Corbyn, meanwhile, began to win grudging praise from the guardians of established opinion for his willingness to coordinate the resistance. Yet this was, precisely, his undoing. Cummings’s plan had always been to win by losing. The point of the parliamentary drama was to reduce Corbyn—whose entire appeal had been based on the fact that he did not look, act, or calculate like a politician—into someone who did exactly that, and to paint the only movement in generations that had genuinely aimed to change the rules of British society as the linchpin of an alliance of professional-managerials united only by their willingness to deploy every legalistic or procedural means possible in order to reverse the results of a popular referendum and keep things exactly as they were.
If the results of the 2019 election mean anything, they reveal an overwhelming rejection of centrism. Particularly instructive here are the fates of the rebels who broke from Corbyn’s Labour to form Change UK, including Chuka Umunna, who was widely billed as Britain’s future answer to Barack Obama. On realizing that there was virtually no support for another centrist party, they ultimately joined the Lib Dems. Though the Lib Dems did increase their share of the overall vote (slightly), doing so largely served to knock out their ostensible Remainer Labour allies in close races. Not one of the defectors managed to win a seat.
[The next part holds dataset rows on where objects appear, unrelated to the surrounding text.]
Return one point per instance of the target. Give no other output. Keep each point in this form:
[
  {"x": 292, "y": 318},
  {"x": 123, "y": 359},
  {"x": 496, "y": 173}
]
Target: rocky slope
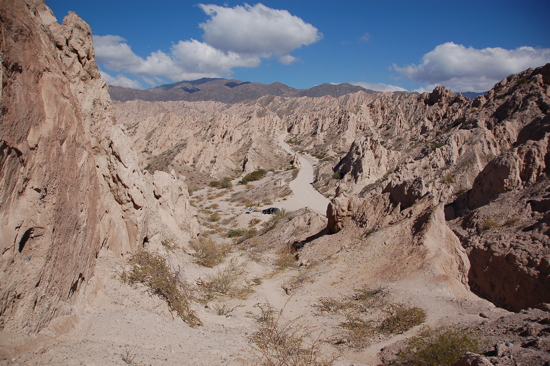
[
  {"x": 403, "y": 160},
  {"x": 70, "y": 181}
]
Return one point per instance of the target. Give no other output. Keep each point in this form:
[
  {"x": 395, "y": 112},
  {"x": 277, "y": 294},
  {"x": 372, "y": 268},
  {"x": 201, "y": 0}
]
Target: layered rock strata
[{"x": 70, "y": 181}]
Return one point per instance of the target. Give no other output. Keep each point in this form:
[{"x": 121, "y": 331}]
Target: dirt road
[{"x": 304, "y": 195}]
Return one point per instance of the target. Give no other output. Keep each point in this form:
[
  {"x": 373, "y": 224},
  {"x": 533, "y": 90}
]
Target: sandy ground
[{"x": 116, "y": 324}]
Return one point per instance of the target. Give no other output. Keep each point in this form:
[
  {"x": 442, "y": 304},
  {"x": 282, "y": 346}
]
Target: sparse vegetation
[
  {"x": 151, "y": 270},
  {"x": 208, "y": 253},
  {"x": 441, "y": 346},
  {"x": 214, "y": 217},
  {"x": 401, "y": 318},
  {"x": 489, "y": 224},
  {"x": 368, "y": 314},
  {"x": 282, "y": 343},
  {"x": 229, "y": 281},
  {"x": 224, "y": 183},
  {"x": 285, "y": 259},
  {"x": 168, "y": 243},
  {"x": 255, "y": 175},
  {"x": 512, "y": 221},
  {"x": 224, "y": 308},
  {"x": 253, "y": 222},
  {"x": 448, "y": 178}
]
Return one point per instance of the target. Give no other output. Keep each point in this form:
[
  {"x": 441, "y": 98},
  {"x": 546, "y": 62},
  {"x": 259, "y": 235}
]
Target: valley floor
[{"x": 118, "y": 324}]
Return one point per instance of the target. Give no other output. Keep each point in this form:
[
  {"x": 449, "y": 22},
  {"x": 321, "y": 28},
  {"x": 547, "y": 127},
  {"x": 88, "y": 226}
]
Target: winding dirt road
[{"x": 304, "y": 195}]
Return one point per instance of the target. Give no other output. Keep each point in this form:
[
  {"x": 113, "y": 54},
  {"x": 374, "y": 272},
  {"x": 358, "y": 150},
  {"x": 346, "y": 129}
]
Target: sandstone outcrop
[
  {"x": 388, "y": 152},
  {"x": 70, "y": 182},
  {"x": 488, "y": 164}
]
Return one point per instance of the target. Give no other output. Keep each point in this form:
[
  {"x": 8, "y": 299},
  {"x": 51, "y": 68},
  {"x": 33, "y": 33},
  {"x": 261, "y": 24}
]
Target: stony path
[{"x": 304, "y": 195}]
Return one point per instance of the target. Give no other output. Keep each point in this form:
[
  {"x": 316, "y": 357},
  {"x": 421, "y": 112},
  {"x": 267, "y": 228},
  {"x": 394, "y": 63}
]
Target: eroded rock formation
[{"x": 70, "y": 183}]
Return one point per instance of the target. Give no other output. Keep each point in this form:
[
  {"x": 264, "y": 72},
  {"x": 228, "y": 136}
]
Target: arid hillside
[{"x": 133, "y": 232}]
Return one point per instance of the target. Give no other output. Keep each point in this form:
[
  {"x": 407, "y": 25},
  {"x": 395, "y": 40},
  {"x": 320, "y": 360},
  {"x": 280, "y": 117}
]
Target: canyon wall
[
  {"x": 70, "y": 183},
  {"x": 430, "y": 168}
]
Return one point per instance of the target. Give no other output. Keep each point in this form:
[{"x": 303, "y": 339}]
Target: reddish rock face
[
  {"x": 70, "y": 182},
  {"x": 49, "y": 203}
]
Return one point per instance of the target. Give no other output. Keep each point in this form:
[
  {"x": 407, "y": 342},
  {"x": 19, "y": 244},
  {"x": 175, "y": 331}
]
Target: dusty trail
[{"x": 304, "y": 195}]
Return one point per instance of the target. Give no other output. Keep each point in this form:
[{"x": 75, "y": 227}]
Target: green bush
[
  {"x": 151, "y": 270},
  {"x": 255, "y": 175},
  {"x": 208, "y": 253},
  {"x": 285, "y": 343},
  {"x": 401, "y": 318},
  {"x": 489, "y": 224},
  {"x": 441, "y": 346}
]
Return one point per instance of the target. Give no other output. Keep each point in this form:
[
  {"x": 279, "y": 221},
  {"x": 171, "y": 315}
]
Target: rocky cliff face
[
  {"x": 70, "y": 183},
  {"x": 404, "y": 162},
  {"x": 486, "y": 160}
]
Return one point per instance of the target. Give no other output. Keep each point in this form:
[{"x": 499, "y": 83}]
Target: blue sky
[{"x": 382, "y": 44}]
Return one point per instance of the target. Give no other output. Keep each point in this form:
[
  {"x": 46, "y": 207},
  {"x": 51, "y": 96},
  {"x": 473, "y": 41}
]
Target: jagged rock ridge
[
  {"x": 432, "y": 155},
  {"x": 70, "y": 180}
]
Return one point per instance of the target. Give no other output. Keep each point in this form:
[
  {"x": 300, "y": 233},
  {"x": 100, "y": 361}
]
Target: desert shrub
[
  {"x": 285, "y": 259},
  {"x": 402, "y": 318},
  {"x": 282, "y": 343},
  {"x": 436, "y": 145},
  {"x": 489, "y": 224},
  {"x": 441, "y": 346},
  {"x": 225, "y": 183},
  {"x": 333, "y": 305},
  {"x": 253, "y": 222},
  {"x": 233, "y": 233},
  {"x": 229, "y": 281},
  {"x": 208, "y": 253},
  {"x": 255, "y": 175},
  {"x": 214, "y": 217},
  {"x": 151, "y": 270},
  {"x": 448, "y": 178},
  {"x": 168, "y": 243},
  {"x": 275, "y": 219},
  {"x": 359, "y": 330},
  {"x": 513, "y": 221},
  {"x": 224, "y": 308}
]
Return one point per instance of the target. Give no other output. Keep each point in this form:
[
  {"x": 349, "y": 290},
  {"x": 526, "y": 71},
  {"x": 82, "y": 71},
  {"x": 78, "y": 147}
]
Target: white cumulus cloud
[
  {"x": 120, "y": 80},
  {"x": 463, "y": 68},
  {"x": 234, "y": 37},
  {"x": 256, "y": 30},
  {"x": 378, "y": 86}
]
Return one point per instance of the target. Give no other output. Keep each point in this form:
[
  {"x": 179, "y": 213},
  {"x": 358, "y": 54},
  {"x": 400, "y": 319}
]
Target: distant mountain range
[
  {"x": 233, "y": 91},
  {"x": 227, "y": 91}
]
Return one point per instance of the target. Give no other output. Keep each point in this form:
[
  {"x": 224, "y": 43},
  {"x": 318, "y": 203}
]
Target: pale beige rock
[{"x": 71, "y": 183}]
Jo Swinson, the Lib Dem candidate for prime minister, who had somehow convinced herself it would be a winning formula for the Lib Dems to run as a single-issue anti-Brexit party while also making clear that under no conditions would they ever form an alliance with Corbyn’s Labour, failed to win her own district and is no longer an MP. Labour lost fifty-four seats to the Tories—fifty-two of them in Leave-voting districts. But, as James Schneider, Corbyn’s director of strategic communications, confirmed when I showed him a draft of this piece, only three (Dennis Skinner, Laura Pidcock, and Laura Smith) were from the radical left of the party. Dozens of “moderates” had, effectively, blown themselves up.
The same, incidentally, is true for the Tories: not one of the purged Remainers who ran for their old seats as independents returned to Parliament.
The center of British politics has become a smoldering pit. The country is now being governed by a hard-right government placed in power by its oldest citizens, in the face of the active hatred of its increasingly socialist-inclined youth. It’s fairly clear that for the Johnson team, Brexit was never anything but an electoral strategy, and that they don’t have the slightest idea how to translate it into economic prosperity. (It is an unacknowledged irony of the current situation that the people most likely to profit from the Brexit process are, precisely, lawyers—and, probably secondarily, accountants. For everyone else, it’s hard to imagine a scenario where they will improve their current situation, and quite easy to imagine Johnson being remembered as one of the most disastrous prime ministers in British history.)
The next few years are likely to be tumultuous. What remains to be seen is whether Labour can fully break from of the trap into which past generations of centrists have placed it: as a party that represents the interests and sensibilities of both carers and administrators at the same time.